So as mentioned in another thread, HJWasm 2.22+ features a built-in macro library which automatically adapts to the selected OPTION ARCH:<SSE|AVX> settings etc.
If you have any ideas for macros that should be built-in to HJWasm (custom invokes, prologue, helper functions.. etc) put them here.
For example we might add a DELPHI32_INVOKE, and DELPHI32_PROLOGUE/DELPHI32_EPILOGUE as built in macros to enable that form of ABI.

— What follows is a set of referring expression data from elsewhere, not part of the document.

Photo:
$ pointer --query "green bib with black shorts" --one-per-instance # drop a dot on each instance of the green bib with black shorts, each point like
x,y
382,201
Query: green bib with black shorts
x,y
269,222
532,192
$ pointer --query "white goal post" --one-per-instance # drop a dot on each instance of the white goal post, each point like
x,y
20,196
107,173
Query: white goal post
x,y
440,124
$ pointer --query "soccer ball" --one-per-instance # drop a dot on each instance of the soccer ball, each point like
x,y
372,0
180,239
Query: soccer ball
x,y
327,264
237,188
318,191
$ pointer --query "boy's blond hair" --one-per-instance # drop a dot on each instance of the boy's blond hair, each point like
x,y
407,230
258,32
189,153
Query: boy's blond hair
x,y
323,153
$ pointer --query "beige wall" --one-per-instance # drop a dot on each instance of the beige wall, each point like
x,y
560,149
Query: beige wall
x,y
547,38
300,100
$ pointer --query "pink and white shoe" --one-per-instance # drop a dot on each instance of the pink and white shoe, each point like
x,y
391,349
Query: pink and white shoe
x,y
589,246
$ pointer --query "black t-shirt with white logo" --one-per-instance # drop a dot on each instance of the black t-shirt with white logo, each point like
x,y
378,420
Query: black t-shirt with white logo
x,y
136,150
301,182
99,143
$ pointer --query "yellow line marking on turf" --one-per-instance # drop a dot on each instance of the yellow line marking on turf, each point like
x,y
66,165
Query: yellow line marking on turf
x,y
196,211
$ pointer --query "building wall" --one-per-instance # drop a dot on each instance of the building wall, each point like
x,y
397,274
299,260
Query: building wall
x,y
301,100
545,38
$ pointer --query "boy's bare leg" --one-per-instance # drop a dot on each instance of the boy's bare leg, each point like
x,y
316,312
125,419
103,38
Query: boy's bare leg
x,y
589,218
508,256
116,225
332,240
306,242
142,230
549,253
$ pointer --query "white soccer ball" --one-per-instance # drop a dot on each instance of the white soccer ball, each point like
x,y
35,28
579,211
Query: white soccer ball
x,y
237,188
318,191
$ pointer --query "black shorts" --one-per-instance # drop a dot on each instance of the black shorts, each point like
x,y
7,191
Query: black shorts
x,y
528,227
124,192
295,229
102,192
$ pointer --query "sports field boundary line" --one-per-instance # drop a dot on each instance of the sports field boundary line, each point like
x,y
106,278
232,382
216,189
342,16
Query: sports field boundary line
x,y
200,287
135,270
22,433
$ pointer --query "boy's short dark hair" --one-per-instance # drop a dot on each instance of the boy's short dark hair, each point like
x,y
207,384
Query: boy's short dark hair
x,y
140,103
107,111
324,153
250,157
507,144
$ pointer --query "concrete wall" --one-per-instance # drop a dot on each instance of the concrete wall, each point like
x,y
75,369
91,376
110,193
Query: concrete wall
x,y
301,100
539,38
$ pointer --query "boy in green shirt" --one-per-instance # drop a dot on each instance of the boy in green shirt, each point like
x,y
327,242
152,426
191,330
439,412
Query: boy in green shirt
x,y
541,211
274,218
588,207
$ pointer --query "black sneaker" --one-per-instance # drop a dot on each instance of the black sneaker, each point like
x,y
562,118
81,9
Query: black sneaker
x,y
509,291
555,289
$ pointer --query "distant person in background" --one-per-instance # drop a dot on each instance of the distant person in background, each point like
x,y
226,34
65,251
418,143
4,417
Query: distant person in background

Quote from: johnsa on March 31, 2017, 08:00:16 AM
For example we might add a DELPHI32_INVOKE, and DELPHI32_PROLOGUE/DELPHI32_EPILOGUE as built in macros to enable that form of ABI.
That will be amazing. :t
Hi johnsa,
A relaxed invoke macro option calling registers and variables without prototyping :
include MsgBoxTimeout.inc
.data
user32 db 'user32.dll',0
text db 'This message box will destroy itself after 4000 miliseconds',0
caption db 'Self-destroying message box',0
func db 'MessageBoxTimeoutA',0
.data?
hModule dd ?
.code
start:
invoke LoadLibrary,ADDR user32
mov hModule,eax
invoke GetProcAddress,eax,ADDR func
test eax,eax
jz _exit
_invoke eax,0,ADDR text,ADDR caption,\
MB_ICONWARNING,LANG_NEUTRAL,TIMEOUT
_exit:
invoke FreeLibrary,hModule
invoke ExitProcess,0
END start
return keyword on prototypes;
mov myvar,invoke function,par1,par2,par3
From what I have see, on ms-dos, linux and windows (32 or 64), most functions return values on ax/eax/rax register, and if 2nd return value exists it will be on dx/edx/rdx register. But some functions can return some flags setup. This can be expanded to xmm registers, ... .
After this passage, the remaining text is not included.